B) Obtain a 12-lead electrocardiogram (ECG):
While an ECG may be useful in assessing the cardiac rhythm and identifying potential arrhythmias (which can contribute to stroke risk), it is not the priority intervention in a patient with a suspected stroke and severe headache. The primary concern is to identify the type of stroke (ischemic or hemorrhagic), and a CT scan is the most direct way to do this. A 12-lead ECG can be obtained later if cardiac issues are suspected after stroke diagnosis.
C) Start an intravenous infusion of D5W at 100 mL/hr:
Starting an IV infusion of D5W (5% dextrose in water) is not an appropriate priority for a patient with a severe headache and suspected stroke. In fact, administering dextrose solutions may worsen the patient's condition in the case of a hemorrhagic stroke, as it could exacerbate cerebral edema or increase intracranial pressure. Fluid management in stroke patients should be approached cautiously, and IV fluids should be tailored to the patient's specific needs. The focus should be on imaging to determine the type of stroke before initiating interventions like IV fluids.

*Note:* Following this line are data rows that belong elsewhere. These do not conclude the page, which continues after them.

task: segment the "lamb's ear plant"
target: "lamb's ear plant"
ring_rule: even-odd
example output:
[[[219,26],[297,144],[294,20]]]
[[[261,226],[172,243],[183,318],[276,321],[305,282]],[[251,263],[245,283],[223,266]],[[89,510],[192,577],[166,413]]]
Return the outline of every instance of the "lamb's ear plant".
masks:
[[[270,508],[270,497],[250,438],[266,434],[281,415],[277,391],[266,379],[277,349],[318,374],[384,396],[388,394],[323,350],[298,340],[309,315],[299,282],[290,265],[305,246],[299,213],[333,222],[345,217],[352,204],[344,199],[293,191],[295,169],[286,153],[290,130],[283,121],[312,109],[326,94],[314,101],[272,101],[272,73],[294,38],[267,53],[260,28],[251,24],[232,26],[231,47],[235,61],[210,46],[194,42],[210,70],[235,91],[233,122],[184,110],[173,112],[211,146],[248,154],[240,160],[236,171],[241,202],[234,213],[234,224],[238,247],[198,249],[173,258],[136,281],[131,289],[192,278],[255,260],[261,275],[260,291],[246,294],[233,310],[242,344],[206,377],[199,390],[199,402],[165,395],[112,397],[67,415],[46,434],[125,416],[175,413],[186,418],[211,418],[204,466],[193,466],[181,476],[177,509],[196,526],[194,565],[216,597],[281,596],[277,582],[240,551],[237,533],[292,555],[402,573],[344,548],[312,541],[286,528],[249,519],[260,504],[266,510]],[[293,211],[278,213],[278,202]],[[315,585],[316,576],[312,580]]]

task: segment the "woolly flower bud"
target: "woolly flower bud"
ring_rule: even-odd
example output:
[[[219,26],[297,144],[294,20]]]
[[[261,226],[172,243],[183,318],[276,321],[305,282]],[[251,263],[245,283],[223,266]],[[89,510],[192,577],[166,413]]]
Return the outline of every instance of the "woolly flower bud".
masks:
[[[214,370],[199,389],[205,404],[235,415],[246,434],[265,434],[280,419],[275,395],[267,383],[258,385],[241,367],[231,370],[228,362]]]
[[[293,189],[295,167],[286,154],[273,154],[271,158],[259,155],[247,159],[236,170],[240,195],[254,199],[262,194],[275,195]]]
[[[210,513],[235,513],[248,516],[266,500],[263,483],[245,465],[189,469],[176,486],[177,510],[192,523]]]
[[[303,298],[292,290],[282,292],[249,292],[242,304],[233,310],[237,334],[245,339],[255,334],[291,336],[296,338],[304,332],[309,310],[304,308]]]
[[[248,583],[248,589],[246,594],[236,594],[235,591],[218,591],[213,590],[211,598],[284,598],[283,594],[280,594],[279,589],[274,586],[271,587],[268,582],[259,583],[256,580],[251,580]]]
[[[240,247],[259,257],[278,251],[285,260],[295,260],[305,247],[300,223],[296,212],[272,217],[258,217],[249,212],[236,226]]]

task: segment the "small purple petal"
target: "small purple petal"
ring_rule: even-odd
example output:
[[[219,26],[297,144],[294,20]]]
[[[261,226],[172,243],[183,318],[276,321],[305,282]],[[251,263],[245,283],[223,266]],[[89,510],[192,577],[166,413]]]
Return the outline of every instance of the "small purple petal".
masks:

D) Administer a nonnarcotic analgesic:
While pain relief is important, administering a nonnarcotic analgesic (such as acetaminophen or ibuprofen) is not the priority in this situation. The patient's severe headache could be a sign of a serious complication like increased ICP or hemorrhagic stroke, which requires immediate diagnostic workup, not just pain management. Administering pain medication without understanding the underlying cause of the headache could mask symptoms and delay critical treatment.
Correct Answer is A
Explanation
A) Assess lung sounds and respiratory rate at least every 2 hours:
In a patient with Myasthenia Gravis (MG) who has undergone thymectomy, monitoring respiratory status is critical. MG is a neuromuscular disorder that can lead to respiratory muscle weakness, which may be exacerbated post-operatively. Assessing lung sounds and respiratory rate at least every 2 hours is crucial to detect early signs of respiratory compromise, including hypoventilation or atelectasis.
B) Assess and document pain level once every shift:
While pain assessment is important, especially after a thymectomy, this action alone does not directly address the immediate issue of ineffective breathing patterns. In patients with MG, respiratory complications are a priority concern. Pain management should be part of the overall plan of care, but it is secondary to monitoring respiratory function in the acute post-operative period. Pain can affect respiratory effort, but it should be managed in the context of more pressing issues like airway and breathing assessment.
C) Maintain sequential compression device (SCD's) while in bed:
While SCDs are important in preventing deep vein thrombosis (DVT) in patients who are immobile, they are not the most appropriate intervention for a client with ineffective breathing patterns. The primary concern in a post-thymectomy patient with MG is respiratory function.
D) Elevate the head of the bed ten degrees:
While elevating the head of the bed can help with comfort and potentially improve ventilation in some patients, it is not the most specific or effective intervention for managing ineffective breathing patterns in a patient with MG. For optimal respiratory function, it is typically more beneficial to elevate the head of the bed to a higher degree (e.g., 30-45 degrees) to enhance lung expansion, rather than just 10 degrees.